Understanding dbt. Snapshots

Mykola-Bohdan Vynnytskyi
11 min readFeb 1, 2025
Photo by Aoumeur Abderrahmen on Unsplash

Welcome back to the Understanding dbt series! In this article, we’re diving into one of dbt’s most powerful features — snapshots.

Imagine this: you have a table that gets updated regularly — maybe a customer profile table, where details like email, phone number, or address change over time.

If you only keep the latest version of each record, you lose historical data — and with it, valuable insights.

This is where snapshots come in! Snapshots allow you to track and store historical changes in your data, helping you analyze how records evolve over time.

Whether you’re dealing with slowly changing dimensions (SCDs), compliance tracking, or simply need audibility, dbt snapshots provide a simple and scalable way to retain historical data without requiring complex ETL logic.

If you’re new to this series, check out the previous articles to build a solid dbt foundation:

In this article, we’ll explore:

What snapshots are and why they’re useful

How dbt tracks changes over time

Step-by-step setup of a snapshot

Real-world use cases and querying snapshots

By the end, you’ll be ready to implement snapshots in your own dbt project and start tracking historical data like a pro!

Let’s get started. 🚀

What are Snapshots in dbt?

In dbt, snapshots are a way to track and store changes to your data over time.

They allow you to maintain a historical record of your tables, capturing how specific rows evolve with each update.

Think of them as your data’s time machine — giving you the ability to look back and see what a record looked like last week, last month, or even last year.

Why Do We Need Snapshots?

Let’s say you have a table with customer information. Every time a customer updates their email, phone number, or address, the old information is overwritten.

Without snapshots, there’s no easy way to see what that data looked like before the update. This can be a problem if you need to:

  • Track changes over time (e.g., how a customer’s address history evolved).
  • Analyze trends (e.g., how customer segments change).
  • Ensure compliance and auditability (e.g., maintaining a record for legal or business reporting).
  • Recover from accidental changes (e.g., if incorrect data is pushed to the table).

Snapshots help solve these problems by creating a versioned history of your data.

Slowly Changing Dimensions (SCDs)

In data warehousing, snapshots are often used to handle Slowly Changing Dimensions (SCDs).

SCDs refer to dimensions that change over time, like a customer’s address or a product’s price. There are different strategies for managing these changes:

  • Type 1 SCD: Overwrite the old data with the new data (no history is kept).
  • Type 2 SCD: Keep both the old and new data, allowing you to track historical changes. This is where dbt snapshots shine!

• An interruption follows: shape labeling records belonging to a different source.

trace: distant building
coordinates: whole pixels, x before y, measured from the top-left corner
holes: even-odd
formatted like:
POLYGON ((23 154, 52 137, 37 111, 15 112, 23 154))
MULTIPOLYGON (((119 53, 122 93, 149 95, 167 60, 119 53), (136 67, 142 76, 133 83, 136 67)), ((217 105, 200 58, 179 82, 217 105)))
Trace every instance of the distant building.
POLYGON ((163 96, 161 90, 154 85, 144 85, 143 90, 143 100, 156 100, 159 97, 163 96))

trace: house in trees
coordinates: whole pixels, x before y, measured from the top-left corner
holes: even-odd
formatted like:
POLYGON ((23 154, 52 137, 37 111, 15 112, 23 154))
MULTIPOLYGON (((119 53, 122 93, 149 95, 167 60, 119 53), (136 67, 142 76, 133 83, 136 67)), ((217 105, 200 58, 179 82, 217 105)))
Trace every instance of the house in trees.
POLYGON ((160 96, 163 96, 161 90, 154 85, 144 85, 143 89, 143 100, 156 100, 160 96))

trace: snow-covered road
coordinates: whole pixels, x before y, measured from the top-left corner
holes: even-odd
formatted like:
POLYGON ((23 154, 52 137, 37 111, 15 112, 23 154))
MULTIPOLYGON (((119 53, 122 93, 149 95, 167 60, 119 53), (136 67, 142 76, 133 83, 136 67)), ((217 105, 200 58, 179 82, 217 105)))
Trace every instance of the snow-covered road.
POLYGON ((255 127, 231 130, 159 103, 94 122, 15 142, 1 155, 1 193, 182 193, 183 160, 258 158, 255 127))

With snapshots, dbt makes it easy to implement Type 2 SCDs, automatically capturing changes and maintaining historical records.

How Snapshots Work in dbt

So, to summarize, dbt snapshots are a simple yet powerful way to track changes in your data over time.

They allow you to capture historical versions of records without complex ETL processes, making it easy to analyze how your data evolves. Whether you’re dealing with slowly changing dimensions (SCDs), compliance tracking, or just need a way to audit data changes, snapshots have you covered.

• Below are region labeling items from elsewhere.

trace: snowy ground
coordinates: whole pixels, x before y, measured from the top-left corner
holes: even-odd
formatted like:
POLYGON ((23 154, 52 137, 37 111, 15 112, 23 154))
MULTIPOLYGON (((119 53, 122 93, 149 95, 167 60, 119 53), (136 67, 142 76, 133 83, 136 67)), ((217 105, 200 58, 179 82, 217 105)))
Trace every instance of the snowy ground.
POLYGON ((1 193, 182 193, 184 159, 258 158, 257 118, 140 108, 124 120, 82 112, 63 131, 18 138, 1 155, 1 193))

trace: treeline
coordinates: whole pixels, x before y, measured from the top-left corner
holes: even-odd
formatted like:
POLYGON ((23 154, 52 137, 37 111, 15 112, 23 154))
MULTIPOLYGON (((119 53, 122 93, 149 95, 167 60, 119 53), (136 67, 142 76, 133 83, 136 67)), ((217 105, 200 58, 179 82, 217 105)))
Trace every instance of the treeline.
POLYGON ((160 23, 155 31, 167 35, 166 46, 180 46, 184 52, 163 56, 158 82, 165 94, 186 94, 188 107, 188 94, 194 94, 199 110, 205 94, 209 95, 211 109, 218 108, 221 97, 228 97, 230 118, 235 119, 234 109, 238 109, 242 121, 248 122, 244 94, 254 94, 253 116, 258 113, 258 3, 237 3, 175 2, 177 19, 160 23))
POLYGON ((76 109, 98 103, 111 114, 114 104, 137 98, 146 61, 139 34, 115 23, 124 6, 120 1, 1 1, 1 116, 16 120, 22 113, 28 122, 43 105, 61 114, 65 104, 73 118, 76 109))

Now that we know what snapshots are and why they’re important, let’s dive into how they actually work in dbt.

Snapshots rely on smart logic to detect changes in your data and store historical versions of those changes.

The beauty of dbt is that it handles most of the heavy lifting for you — you just need to configure how you want to track those changes.

The Basics of Snapshots

Here’s how dbt snapshots work in three simple steps:

1. Initial Load: The first time you run a snapshot, dbt captures the current state of your data and saves it in a special snapshot table.

2. Change Detection: On subsequent runs, dbt checks for changes in your data based on specific criteria (like a timestamp or certain fields). If a change is detected, dbt records a new version of the row in the snapshot table.

3. Version History: Over time, your snapshot table grows, storing multiple versions of each record, complete with timestamps showing when each version was valid.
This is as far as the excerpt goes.